Die damaligen Gemeindevertreter, zu denen ich über 27 Jahre gehörte, haben es sich nicht leicht gemacht, waren aber stolz eines der schönsten Bürgerhäuser mit Restauration im Kreis Groß-Gerau zu haben. Nun wird nach rund 60 Jahren über Abriss und Neubau eines Bürgerhauses diskutiert. Die Gemeinde hat kein Geld, im Gegenteil sie hat enorme Schulden. Trotzdem soll ein schönes, wenn auch schon etwas älteres Bürgerhaus mit Ratsstube abgerissen und ein neues – ohne Restaurant – gebaut werden. Mit welchem Geld? Nach diesem Vorbild müssten in Bischofsheim alle Häuser, die älter als 60 Jahre sind, abgerissen werden. Jeder Haus-Besitzer muss permanent reparieren und renovieren damit sein Anwesen erhalten bleibt. Warum wurde denn in den letzten 15 Jahren nichts mehr am Bürgerhaus repariert oder erneuert? Warum ist das Gebäude jetzt so marode, dass sich eine Reparatur nicht rechnen soll?

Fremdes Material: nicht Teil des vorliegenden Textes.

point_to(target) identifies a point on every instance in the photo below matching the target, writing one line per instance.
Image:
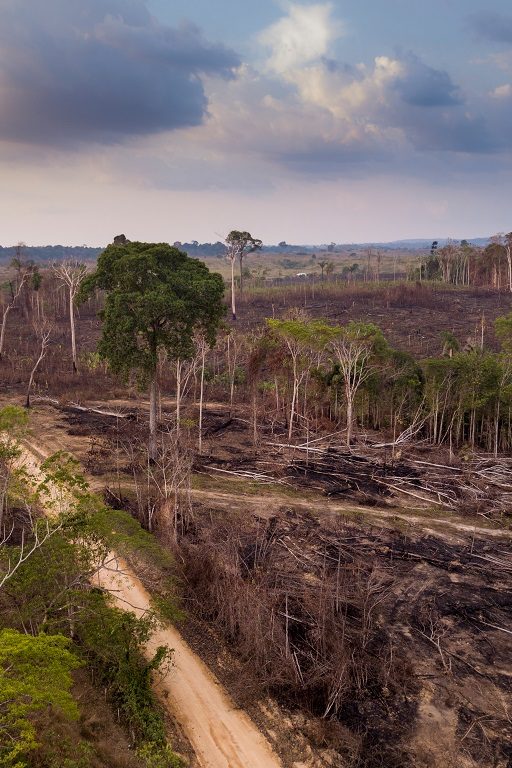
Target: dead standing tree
(15, 288)
(71, 274)
(353, 350)
(238, 245)
(43, 332)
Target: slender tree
(239, 244)
(353, 350)
(156, 299)
(24, 270)
(71, 274)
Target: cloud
(492, 26)
(424, 86)
(303, 36)
(502, 91)
(102, 71)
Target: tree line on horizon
(163, 330)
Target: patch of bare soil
(384, 646)
(397, 646)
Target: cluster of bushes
(53, 621)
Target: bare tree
(71, 274)
(24, 271)
(508, 253)
(43, 331)
(353, 350)
(238, 245)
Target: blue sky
(308, 122)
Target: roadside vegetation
(318, 391)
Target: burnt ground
(411, 316)
(436, 689)
(444, 610)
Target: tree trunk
(201, 392)
(350, 418)
(73, 335)
(233, 300)
(178, 395)
(152, 418)
(2, 330)
(42, 354)
(292, 409)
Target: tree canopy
(157, 297)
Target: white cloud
(301, 37)
(502, 91)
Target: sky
(309, 122)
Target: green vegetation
(157, 298)
(53, 620)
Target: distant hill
(51, 252)
(45, 253)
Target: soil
(449, 608)
(221, 735)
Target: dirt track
(221, 735)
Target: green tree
(357, 347)
(239, 244)
(303, 339)
(35, 672)
(156, 299)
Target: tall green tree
(239, 244)
(35, 672)
(156, 299)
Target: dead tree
(71, 274)
(44, 332)
(15, 288)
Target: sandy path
(221, 735)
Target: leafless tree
(15, 287)
(43, 332)
(71, 274)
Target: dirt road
(221, 735)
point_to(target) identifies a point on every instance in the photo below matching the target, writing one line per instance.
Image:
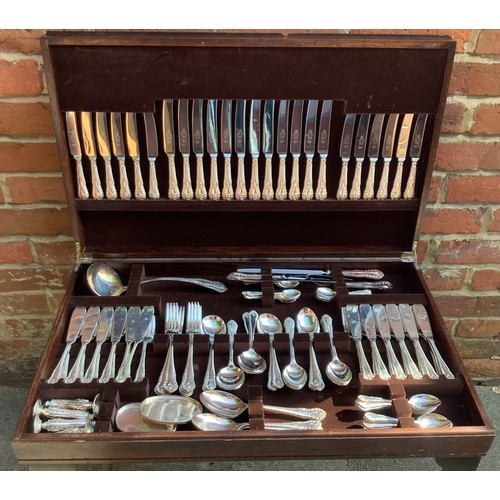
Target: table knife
(119, 151)
(323, 144)
(90, 151)
(415, 150)
(76, 151)
(200, 192)
(310, 148)
(254, 148)
(387, 151)
(134, 153)
(345, 154)
(212, 149)
(359, 153)
(282, 148)
(101, 128)
(226, 146)
(373, 154)
(240, 148)
(296, 148)
(152, 150)
(169, 148)
(401, 152)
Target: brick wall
(459, 248)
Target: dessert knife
(76, 151)
(401, 151)
(152, 150)
(169, 148)
(359, 154)
(345, 154)
(323, 144)
(373, 154)
(90, 151)
(119, 151)
(415, 150)
(134, 153)
(101, 127)
(254, 149)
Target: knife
(345, 154)
(152, 149)
(387, 150)
(373, 154)
(295, 148)
(90, 151)
(184, 147)
(359, 154)
(268, 147)
(212, 148)
(76, 151)
(254, 149)
(401, 151)
(101, 127)
(310, 148)
(119, 151)
(282, 148)
(415, 150)
(240, 148)
(169, 148)
(323, 144)
(133, 151)
(198, 149)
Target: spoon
(250, 361)
(231, 378)
(294, 376)
(336, 370)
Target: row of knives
(269, 129)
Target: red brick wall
(460, 243)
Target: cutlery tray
(143, 237)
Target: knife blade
(401, 152)
(310, 148)
(240, 148)
(76, 151)
(198, 149)
(323, 144)
(415, 150)
(91, 153)
(184, 147)
(226, 146)
(169, 148)
(282, 148)
(212, 148)
(133, 151)
(268, 148)
(373, 154)
(119, 151)
(254, 148)
(152, 150)
(359, 153)
(345, 154)
(387, 152)
(101, 127)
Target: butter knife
(169, 148)
(401, 152)
(415, 150)
(134, 153)
(90, 151)
(76, 151)
(152, 150)
(119, 151)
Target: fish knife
(90, 151)
(76, 151)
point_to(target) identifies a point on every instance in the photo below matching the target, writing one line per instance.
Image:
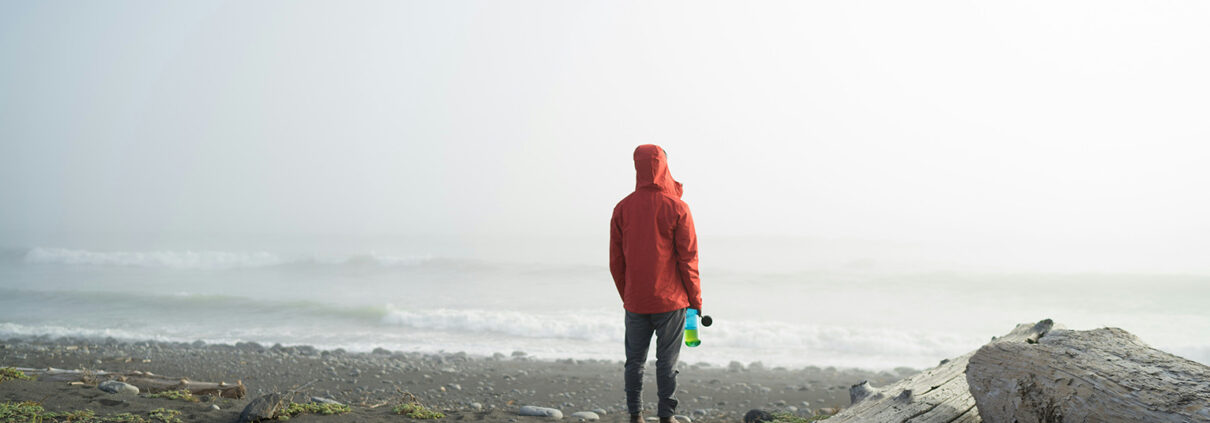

Dies fragen sich sicher viele Bürger. Eine Feuertreppe von der Empore nach außen, damit diese wieder genutzt werden kann, Prüfung und Reparatur der Ver- und Entsorgungsleitungen, Erneuerung der Entwässerung, Renovierung der Toilettenanlage und anderes muss vorgenommen werden. Diese Arbeiten können aber doch nicht so teuer sein, dass sich ein Neubau lohnt. Heute wird alles nur noch unter dem Kostenaspekt gesehen. Eine Gemeinde ist aber mehr als eine Schlafstatt oder eine kostenverursachende Gemeinschaft. Es scheint, dass der Spruch „Was Du ererbst von Deinen Vätern, bewahre und vermehre es“ leider seinen Sinn verloren hat.